Notamment célèbre pour ses dessins automatiques et ses tableaux de sable, il est l'auteur d'une œuvre multiforme, marquée par l'« esprit de métamorphose » et l'« invention mythique »[1]. Son influence est notable sur l'expressionnisme abstrait, en particulier Jackson Pollock et Arshile Gorky.

Biographie[modifier | modifier le code]

La formation artistique d'André Masson dure six ans : de 1907 à 1912, il est élève de l'Académie royale des beaux-arts de Bruxelles où il apprend surtout la décoration murale et reçoit un premier prix de décoration. Il quitte la Belgique, puis de 1912 au printemps 1914, se forme comme élève dans l'atelier de Paul Baudoüin à l'École nationale des Beaux-Arts de Paris. Après un voyage en Italie à la suite d'une bourse d'études, il va en Suisse et s'engage dans l'infanterie un an plus tard. Il est grièvement blessé au cours de l'offensive du Chemin des Dames et passe plusieurs mois dans divers hôpitaux. Il en gardera toute sa vie une répulsion pour la guerre et le bellicisme.

Plaque commémorative au no 45 rue Blomet à Paris.

Après la guerre, il va peindre quelque temps à Céret (Paysage de Céret, Environs de Céret). S'installant no 45 rue Blomet à Paris, il a Miró pour voisin et, ensemble, ils partagent le même atelier. Il rencontre alors de nombreux artistes et écrivains tels que Roland Tual, Max Jacob, Antonin Artaud, Juan Gris, André Derain, Georges Limbour, Michel Leiris, Louis Aragon ou Robert Desnos. Lors de son séjour à Céret, André Masson épouse Odette Cabalé (1899-1984), dont la famille paternelle est cérétane[2]. Leur fille Gladys Masson, dite Lily, naît en 1920 à Paris et deviendra artiste peintre[3]. En octobre 1922, il se lie par un contrat verbal à la galerie Simon de Kahnweiler et y expose en 1924. S'intéressant aux manifestations dadaistes par l'intermédiaire d'écrivains comme Limbour ou Aragon, il reçoit André Breton à son atelier et rejoint le groupe des surréalistes la même année.

André Masson participe dès lors à leurs activités, rencontre Georges Bataille et Paul Éluard. Sa participation au mouvement surréaliste s'interrompt lorsqu'il se brouille avec Breton en 1929. En 1930, il divorce avec Odette Cabalé[4].
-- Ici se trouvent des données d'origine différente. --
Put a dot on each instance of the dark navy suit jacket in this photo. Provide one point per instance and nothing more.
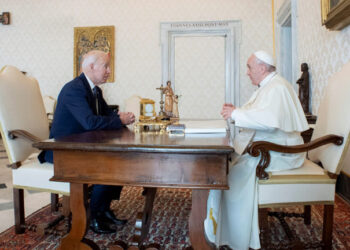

Durant ces années, il crée ses dessins automatiques. Il invente le procédé des « tableaux de sable », créés en étalant de la colle puis en projetant du sable sur la toile. Il s'initie à la gravure, à l'illustration (Justine de Sade en 1928, Histoire de l'œil, sous le pseudonyme de Lord Auch (1928) et Dossier de l'œil pinéal. L'anus solaire, illustré à la pointe sèche, de Bataille), à la décoration de théâtre et à la sculpture (Métamorphose, 1928). Il reçoit deux importantes commandes : de Pierre David-Weill, la décoration de son appartement parisien (1928) et des Ballets russes de Monte-Carlo, les décors et costumes du ballet Les Présages, dont la première a lieu le 13 avril 1933. En 1933, Masson expose à New York ses Massacres de 1932-1933. Après des séjours dans le Midi, il s'installe en Espagne (Tossa de Mar) au printemps 1934, et en repart au bout de deux ans, du fait du déclenchement de la guerre d'Espagne ; peu de temps avant son départ, en avril 1936, il y reçoit Georges Bataille, et conçoit à ce moment-là l'effigie d'Acéphale.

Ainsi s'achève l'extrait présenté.